Turkey’s Purged Portfolio Appetite

Turkish stocks recovered from the post-coup try slide, with domestic-demand driven 3 percent GDP growth intact, despite a massive roundup of tens of thousands alleged plotters and sympathizers, which forced crowded jails to release other prisoners early. President Erdogan also turned on the EU for demanding changes in anti-terrorism law, and the US for refusing to extradite the Gulen movement leader without proof of his involvement in the army rebellion. He met with Russian President Putin in an effort to patch their rift over a Syrian border jet downing and spur renewed tourism flows, as Moscow began bombing operations targeting Assad opponents through an Iran base. His economic team scrambled to reassure the two international ratings agencies maintaining investment-grade that fiscal-monetary policy and structural reform direction would continue, while the capital markets regulators pulled licenses of individual analysts who issued negative reports in the event aftermath. The media and judiciary experienced widespread firings under criticism from political parties outside the ruling AKP despite the united anti-putsch stance. The President hinted at another infrastructure stimulus to keep unemployment below 10 percent, following a minimum wage hike months go which helped to steady consumer confidence though the brief clash. Despite an immediate lira selloff, hard currency banking system deposits barely increased in its wake, and dedicated foreign investors took that as a signal to restore positions. The budget is roughly in balance with spending room, and the central bank took steps toward interest rate simplification and liquidity injection and may formally ease again soon. With his victory the President may push harder for constitutional revisions enshrining executive power, and for more generous terms on a refugee aid deal struck with Brussels which has unraveled after the first EUR 3 billion installment. He is expected to lambaste Western allies for their crisis response at the September special UN General Assembly gathering on the issue, which will include private sector participants proposing new funding initiatives.

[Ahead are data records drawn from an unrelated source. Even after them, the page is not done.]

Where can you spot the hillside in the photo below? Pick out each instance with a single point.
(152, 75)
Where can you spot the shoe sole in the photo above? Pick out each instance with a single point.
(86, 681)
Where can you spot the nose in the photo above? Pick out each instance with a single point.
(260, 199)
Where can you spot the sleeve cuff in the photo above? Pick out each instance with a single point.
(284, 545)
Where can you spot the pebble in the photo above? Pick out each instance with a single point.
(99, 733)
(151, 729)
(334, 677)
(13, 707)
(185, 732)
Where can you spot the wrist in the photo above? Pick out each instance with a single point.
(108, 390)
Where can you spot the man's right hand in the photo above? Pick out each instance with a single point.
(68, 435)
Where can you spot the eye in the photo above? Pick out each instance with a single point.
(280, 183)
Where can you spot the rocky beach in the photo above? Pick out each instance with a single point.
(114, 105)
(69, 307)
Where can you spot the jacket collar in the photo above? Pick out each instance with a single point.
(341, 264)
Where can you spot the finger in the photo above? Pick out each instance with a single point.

Russian shares were up almost 20 percent on the MSCI Index through July in advance of the Erdogan visit to Saint Petersburg marking return of their “friendship axis.” Recession has bottomed with the benchmark rate on hold ahead of local elections, with President Putin conducting his own purge of corruption-tainted friends in the inner circle to solidify party support. He reassigned his long-serving chief of staff after dismissing the head of the state railway, both confidantes for decades. External saber-rattling maybe another near-term popularity strategy, with defense mobilization summoned for Crimea after reported incursions. EU sanctions were recently renewed for the seizure, but Brexit renegotiation may complicate a united foreign policy front into year-end when the subject reappears on the agenda. Ukrainian bonds have outpaced the EMBI index with a 15 percent return, despite IMF program impasse and the implication of the Trump presidential campaign chair in the US in over $10 million in off-the-books payments under the previous ousted government. Reserves are back to three months imports, and the currency has firmed with occasional official intervention. The central bank has shuttered 80 institutions in a sector cleanup, but has been stymied in moves against oligarch-controlled Privatbank with one-third of retail deposits despite wholesale bad practice to be banished.